A new research paper, entitled “Earlier collapse of Anthropocene ecosystems driven by multiple faster and noisier drivers”, was just published and it is truly a depressing report. Most climate change studies have looked at changes in human behavior that directly impact the environment. This particular study analyzes how some of these changes actually accelerates the process of change and its conclusion is that
“We conduct experiments on four models that simulate abrupt changes in the Chilika lagoon fishery, the Easter Island community, forest dieback and lake water quality—representing ecosystems with a range of anthropogenic interactions. Collapses occur sooner under increasing levels of primary stress but additional stresses and/or the inclusion of noise in all four models bring the collapses substantially closer to today by ~38–81%. “
This conclusion is somewhat problematic since the model used is new and has not yet been employed by other researchers. My own thinking, however, closely parallels the logic of the paper. Moreover, the study uses four actual case studies of environmental degradation (the Chilika lagoon fishery, the Easter Island community, Lake Phosphorus, and forest dieback that matches the dynamic acceleration of climate change).

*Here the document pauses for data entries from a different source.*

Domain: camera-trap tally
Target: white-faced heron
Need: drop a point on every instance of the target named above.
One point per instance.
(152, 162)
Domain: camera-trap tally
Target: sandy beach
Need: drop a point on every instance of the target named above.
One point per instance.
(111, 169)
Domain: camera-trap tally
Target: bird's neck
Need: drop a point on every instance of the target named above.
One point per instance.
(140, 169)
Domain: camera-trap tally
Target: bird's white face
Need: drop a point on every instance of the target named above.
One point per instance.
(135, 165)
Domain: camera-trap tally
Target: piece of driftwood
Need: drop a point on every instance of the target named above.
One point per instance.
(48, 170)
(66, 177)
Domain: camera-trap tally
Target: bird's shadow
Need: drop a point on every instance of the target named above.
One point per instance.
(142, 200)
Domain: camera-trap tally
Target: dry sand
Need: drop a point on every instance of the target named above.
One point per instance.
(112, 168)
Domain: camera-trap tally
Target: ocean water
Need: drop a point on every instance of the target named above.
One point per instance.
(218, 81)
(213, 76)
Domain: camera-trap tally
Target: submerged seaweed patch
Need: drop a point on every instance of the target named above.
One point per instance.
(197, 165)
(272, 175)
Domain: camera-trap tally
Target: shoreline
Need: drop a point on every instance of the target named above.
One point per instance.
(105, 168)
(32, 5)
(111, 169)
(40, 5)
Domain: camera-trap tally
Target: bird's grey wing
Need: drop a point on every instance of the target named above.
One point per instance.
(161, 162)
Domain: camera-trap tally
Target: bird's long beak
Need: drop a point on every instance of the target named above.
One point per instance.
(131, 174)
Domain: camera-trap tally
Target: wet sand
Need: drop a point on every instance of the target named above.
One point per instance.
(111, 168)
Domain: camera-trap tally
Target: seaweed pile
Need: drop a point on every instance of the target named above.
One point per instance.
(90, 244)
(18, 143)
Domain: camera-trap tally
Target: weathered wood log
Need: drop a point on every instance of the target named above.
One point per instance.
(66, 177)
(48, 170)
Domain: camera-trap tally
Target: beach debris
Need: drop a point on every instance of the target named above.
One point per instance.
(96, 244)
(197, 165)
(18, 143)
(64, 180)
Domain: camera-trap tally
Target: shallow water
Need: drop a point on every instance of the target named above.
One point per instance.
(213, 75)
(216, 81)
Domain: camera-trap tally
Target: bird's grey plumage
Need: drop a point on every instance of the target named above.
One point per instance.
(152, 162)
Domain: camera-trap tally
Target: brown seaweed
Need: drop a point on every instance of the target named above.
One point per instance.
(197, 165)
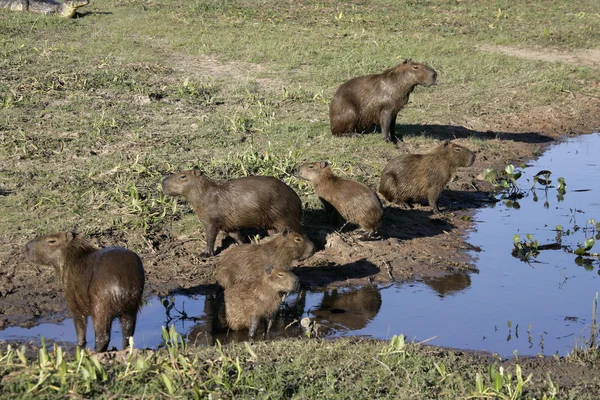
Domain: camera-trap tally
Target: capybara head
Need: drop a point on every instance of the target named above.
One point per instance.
(297, 245)
(179, 183)
(313, 171)
(50, 249)
(280, 280)
(418, 73)
(458, 155)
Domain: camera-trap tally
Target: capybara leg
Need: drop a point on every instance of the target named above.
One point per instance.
(394, 137)
(253, 327)
(387, 128)
(102, 324)
(268, 325)
(80, 323)
(128, 328)
(237, 236)
(432, 198)
(211, 237)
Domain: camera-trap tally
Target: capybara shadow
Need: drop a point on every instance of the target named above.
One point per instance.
(353, 201)
(415, 177)
(376, 99)
(229, 206)
(105, 283)
(311, 277)
(445, 132)
(448, 284)
(353, 309)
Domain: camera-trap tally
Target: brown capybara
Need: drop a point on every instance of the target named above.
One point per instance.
(246, 262)
(246, 303)
(355, 202)
(370, 100)
(247, 202)
(349, 309)
(416, 177)
(104, 283)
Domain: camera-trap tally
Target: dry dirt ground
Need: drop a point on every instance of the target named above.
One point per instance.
(413, 244)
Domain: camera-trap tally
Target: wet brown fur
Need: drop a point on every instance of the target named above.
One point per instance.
(354, 201)
(415, 177)
(104, 283)
(247, 202)
(370, 100)
(246, 262)
(247, 303)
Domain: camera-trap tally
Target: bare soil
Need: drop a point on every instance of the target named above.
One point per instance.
(413, 243)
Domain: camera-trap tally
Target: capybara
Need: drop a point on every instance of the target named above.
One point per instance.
(416, 177)
(247, 303)
(247, 262)
(354, 201)
(370, 100)
(247, 202)
(104, 283)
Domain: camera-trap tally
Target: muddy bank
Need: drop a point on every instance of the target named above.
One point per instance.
(414, 243)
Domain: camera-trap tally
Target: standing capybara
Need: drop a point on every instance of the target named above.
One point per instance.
(247, 262)
(247, 202)
(416, 177)
(104, 283)
(370, 100)
(246, 303)
(354, 201)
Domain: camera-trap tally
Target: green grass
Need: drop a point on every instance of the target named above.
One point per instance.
(95, 110)
(281, 369)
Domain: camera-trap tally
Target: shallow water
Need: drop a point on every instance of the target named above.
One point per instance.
(547, 301)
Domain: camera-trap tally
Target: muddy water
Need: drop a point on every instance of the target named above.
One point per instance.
(540, 306)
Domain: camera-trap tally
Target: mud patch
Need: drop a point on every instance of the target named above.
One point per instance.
(588, 57)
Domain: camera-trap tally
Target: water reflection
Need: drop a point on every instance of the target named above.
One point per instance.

The researchers outline the significant differences between their model and previous climate change models:
“Previous studies of interactions between tipping elements have focused on large-scale systems and suggest substantial social and economic costs from the second half of the twenty-first century onwards42,56. Our findings suggest the potential for these costs to occur sooner. For example, it is not clear whether the IPCC estimate for a tipping point in the Amazon forest before 2100 (ref. 11) includes the possibility for interacting drivers and/or noise; if not, our findings suggest that a breakdown may occur several decades earlier (Supplementary Introduction). This would occur where local-scale failures in elements (such as species populations, fish stocks, crop yields and water resources) combine with more extreme events (such as wildfires and droughts) to precondition the large-scale system, already vulnerable to the influence of other large-scale tipping elements, to collapse earlier—a meeting of top-down and bottom-up forces (Supplementary Introduction). This vertical integration of forces is reinforced by the rising trend in global warming that already represents a spatial integrator which may be expected to strengthen before it subsides.”
Even though we already have substantial evidence that climate change is already occurring, the troubling conclusion is that the more horrific consequences of climate change will unfold even earlier than previous studies have suggested.